Pourquoi les apiculteurs tirent la sonnette d’alarme contre le retour des néonicotinoïdes ?
Les lobbys agricoles et la droite sénatoriale n’en ont vraiment rien à faire des abeilles. Une proposition de loi menace de rouvrir les portes aux néonicotinoïdes. Ces pesticides ultra-toxiques sont pourtant interdits depuis 2018 car accusés d’avoir décimé des millions de colonies d’abeilles. Portée par les sénateurs Laurent Duplomb (LR) et Franck Menonville (UC), le texte dit « Duplomb », adopté en première lecture au Sénat en janvier 2025, est examiné cette semaine à l’Assemblée nationale. Il prétend de façon très orwellienne « lever les contraintes à l’exercice du métier d’agriculteur ». Pour ces opposants, il remet surtout en cause des décennies de progrès environnementaux.

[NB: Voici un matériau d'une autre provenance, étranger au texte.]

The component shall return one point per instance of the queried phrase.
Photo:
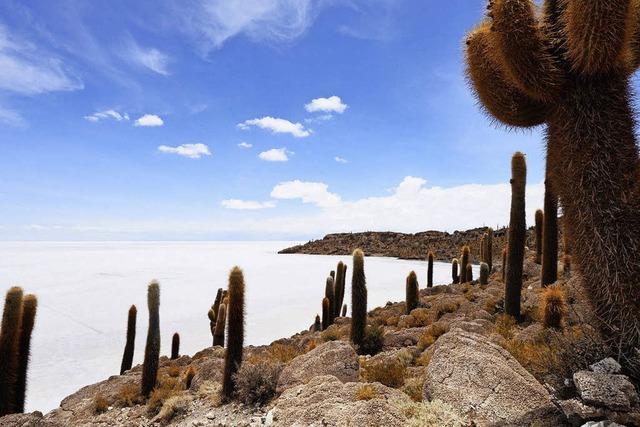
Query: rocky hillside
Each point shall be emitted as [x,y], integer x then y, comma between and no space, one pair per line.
[456,360]
[445,246]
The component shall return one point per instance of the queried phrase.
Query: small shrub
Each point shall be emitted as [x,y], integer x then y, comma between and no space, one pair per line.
[100,404]
[366,392]
[431,334]
[373,341]
[256,384]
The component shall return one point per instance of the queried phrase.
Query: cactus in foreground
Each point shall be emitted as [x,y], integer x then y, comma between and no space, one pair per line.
[484,273]
[29,308]
[455,277]
[152,349]
[129,347]
[330,294]
[221,321]
[539,221]
[554,307]
[9,340]
[412,292]
[235,336]
[175,346]
[463,265]
[569,67]
[358,299]
[549,236]
[430,270]
[517,236]
[326,307]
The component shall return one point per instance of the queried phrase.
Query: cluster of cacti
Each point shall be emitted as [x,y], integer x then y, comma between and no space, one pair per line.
[517,236]
[127,356]
[18,319]
[152,348]
[570,67]
[539,219]
[412,292]
[235,336]
[430,270]
[358,299]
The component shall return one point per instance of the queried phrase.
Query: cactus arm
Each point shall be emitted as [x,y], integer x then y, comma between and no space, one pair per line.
[522,50]
[498,97]
[598,32]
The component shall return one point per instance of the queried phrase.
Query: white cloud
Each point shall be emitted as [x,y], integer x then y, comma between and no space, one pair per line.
[250,205]
[26,70]
[192,151]
[277,125]
[215,21]
[150,58]
[275,155]
[333,104]
[316,193]
[149,120]
[101,115]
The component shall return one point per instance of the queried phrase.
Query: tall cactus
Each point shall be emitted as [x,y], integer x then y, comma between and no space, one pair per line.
[455,277]
[152,349]
[412,292]
[175,346]
[539,222]
[29,308]
[9,341]
[430,270]
[358,299]
[570,69]
[517,236]
[235,336]
[221,321]
[129,347]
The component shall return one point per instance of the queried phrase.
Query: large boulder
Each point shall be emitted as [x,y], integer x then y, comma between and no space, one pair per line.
[335,358]
[483,380]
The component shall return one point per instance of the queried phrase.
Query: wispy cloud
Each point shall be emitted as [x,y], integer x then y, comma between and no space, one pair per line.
[107,114]
[247,205]
[148,57]
[26,70]
[149,120]
[277,125]
[192,151]
[275,155]
[333,104]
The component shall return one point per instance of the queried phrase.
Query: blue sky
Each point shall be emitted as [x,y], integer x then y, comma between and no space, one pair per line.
[123,120]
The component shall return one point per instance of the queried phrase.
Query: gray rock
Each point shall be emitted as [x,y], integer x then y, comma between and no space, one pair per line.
[606,366]
[483,380]
[610,391]
[335,358]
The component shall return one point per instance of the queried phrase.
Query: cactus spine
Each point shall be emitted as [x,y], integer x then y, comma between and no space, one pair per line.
[127,356]
[152,349]
[9,337]
[430,270]
[175,346]
[455,277]
[29,308]
[358,299]
[218,333]
[235,340]
[412,292]
[517,236]
[550,236]
[539,221]
[484,273]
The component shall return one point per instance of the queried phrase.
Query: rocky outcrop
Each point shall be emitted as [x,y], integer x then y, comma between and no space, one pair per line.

Ce mardi 6 mai, en marge de l’examen du texte en commission du développement durable, l’UNAF (Union nationale de l’apiculture française), représentant environ 22 000 apiculteurs (sur 63 000), a tenu une conférence de presse pour dénoncer la proposition loi. Selon le collectif, elle est pensée dans le seul but de profiter aux lobbys agro-industriels et syndicats agricoles, tels que la FNSEA, accusés de sacrifier la biodiversité et la santé publique sous prétexte de compétitivité agricole.
Une molécule dangereuse pour les insectes, et les humains
En ligne de mire : la volonté de réautoriser plusieurs molécules néonicotinoïdes. Les substances visées – acétamipride, sulfoxaflor et flupyradifurone – sont qualifiées de « tueuses d’abeilles ». L’acétamipride, classée parmi les plus dangereuses pour les abeilles, mais aussi pour les humains, est connue pour être persistante dans l’organisme, puisqu’elle peut durer quelques mois voire plusieurs décennies dans un milieu naturel. « On est en quelque sorte sur une dette de pollution, on va être affecté pendant très longtemps », explique Philippe Grandcolas, directeur adjoint scientifique de l’institut Ecologie et environnement du CNRS. Cette substance est soupçonnée d’effets sur la fertilité, le développement du fœtus, voire le système nerveux des enfants. Les risques sont documentés.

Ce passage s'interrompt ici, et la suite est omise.